“Welcome to the Rileys” presents a very American-style movie
which seems almost from a different era.
It kinda’ is, considering that in
the speed-of-light movement of media in 2019,
a film from 2010 seems light years
behind the times.
In the incessant parade of Marvel Comics inspired sequels,
prequels, and whatever other money-drubbing special effects eyeball
candy is drummed into audiences, “Welcome to the Rileys” is a window to a world
of loss, patience, compassion, and possibly redemption.
The independent film project is so archaic that it relies on
superb acting by the late James Gandolfini, Kristen Stewart, and Melissa Leo to
make its story engaging. Nothing
explodes, rockets into the air, crashes (unless you count human ones), or
bleeds profusely (except when one of Mallory’s tricks smacks her around because
he’s not happy with the sexual services she’s expected to provide), “He
tried to stick it up my ass,” she tells Doug, who is glad there is one vice
Mallory does refuse to engage in.
Doug is the proprietor of a successful plumbing supply
chain. Lois is his wife. And ‘Mallory’ (who goes by several aka(s) is
a . . . .
1)
teen-age prostitute
2)
stripper
3)
orphan runaway from Florida
4)
substitute daughter to fill an empty space
There’s a lot of concentrated dissonance in the lives of
Lois and Doug. Since the death of their
daughter Emily in a car accident, the couple has been locked into separate emotional
boxes. Lois has not left the house for
years, not even to walk down her driveway to the mailbox. Doug bides his time through business and an
ongoing affair with a black waitress at a local diner.
It’s when Doug goes to a plumbers convention in New Orleans
that he meets Mallory in a strip club where he’s gone to hide away from his obtuse
conventioneer pals. He refuses
everything she offers beginning with a lap dance, and then graduating to just about
everything else. “Except anal, I don’t
do anal,” Mallory says.
It takes her a good long time to realize Doug is a real live
human being and a generous one to boot. Mallory
is quite a beautiful mess with her tangle of hair, sharp features, halting
bird-of-prey eyes darting around. There
are a couple of camera shots where you realize Doug may be a better man than
you are. Not having seen Kirsten
Stewart in those fantasy flicks, I wondered if that was a body double climbing
onto Doug’s lap in the seedy private room of the strip club. Yikes, there was
one shot where I’d definitely lose my religion — but not to digress.

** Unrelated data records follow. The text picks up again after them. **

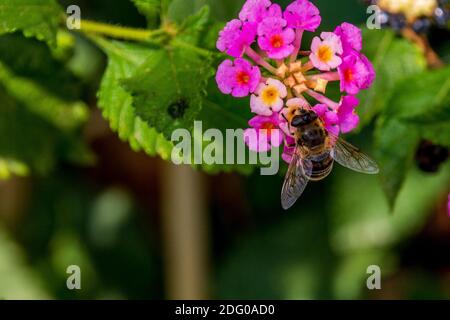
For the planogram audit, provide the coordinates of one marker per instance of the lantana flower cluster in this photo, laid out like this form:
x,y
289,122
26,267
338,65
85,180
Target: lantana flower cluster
x,y
269,65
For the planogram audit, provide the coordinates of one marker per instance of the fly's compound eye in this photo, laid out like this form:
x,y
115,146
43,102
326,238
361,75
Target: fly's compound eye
x,y
298,121
303,119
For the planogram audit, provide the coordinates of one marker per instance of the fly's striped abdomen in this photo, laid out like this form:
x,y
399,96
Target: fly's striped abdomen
x,y
322,166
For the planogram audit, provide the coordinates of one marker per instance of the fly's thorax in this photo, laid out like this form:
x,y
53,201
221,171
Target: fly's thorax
x,y
313,137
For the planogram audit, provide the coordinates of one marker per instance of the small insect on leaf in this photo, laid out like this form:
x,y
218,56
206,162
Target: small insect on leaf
x,y
176,109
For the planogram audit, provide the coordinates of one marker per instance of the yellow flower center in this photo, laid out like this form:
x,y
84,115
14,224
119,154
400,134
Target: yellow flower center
x,y
348,75
325,53
242,78
270,95
269,126
276,41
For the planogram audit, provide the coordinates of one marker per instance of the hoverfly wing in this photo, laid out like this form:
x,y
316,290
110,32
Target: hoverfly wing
x,y
352,158
296,179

Doug decides to take up permanent residence in
the claptrap rooms where Mallory lives.
He calls wife Lois to tell her he won’t be home for a while. She’s so numb with shock and loss that it
hardly registers. Weeks pass and finally
Lois crashes out of her torpor and goes to look for her husband. It’s all new to her – getting into the car,
actually driving, rediscovering the outside world — but at least it’s a
beginning. Or it could be an ending the
way she drives, confusing reverse for a forward gear. So then you have Lois, Doug, and Mallory
living together in a ramshackle apartment in a rundown part of New Orleans.
Of humor there are only short precise snatches. Because it’s all very sad and
heartbreaking. It’s not the kind of pain
you can easily shuck off. It’s a
familiar kind of pain that has you caring fopr Doug, and Lois, and Mallory.
Okay, so being the
discriminating film watcher that you are, and having seen some of this in RL,
you know that Mallory (and it could be any drug addict, child prostitute, teen
alcoholic, or serial loser in your life circle) cannot suddenly change into
that wholesome mid-western fairy princess to fill that huge hole in the lives
of Doug and Lois.
But she can deliver on a ray of hope. If the film stumbled in a few spots, you quickly
forgot about it, so engaging were the actors, and so human the story.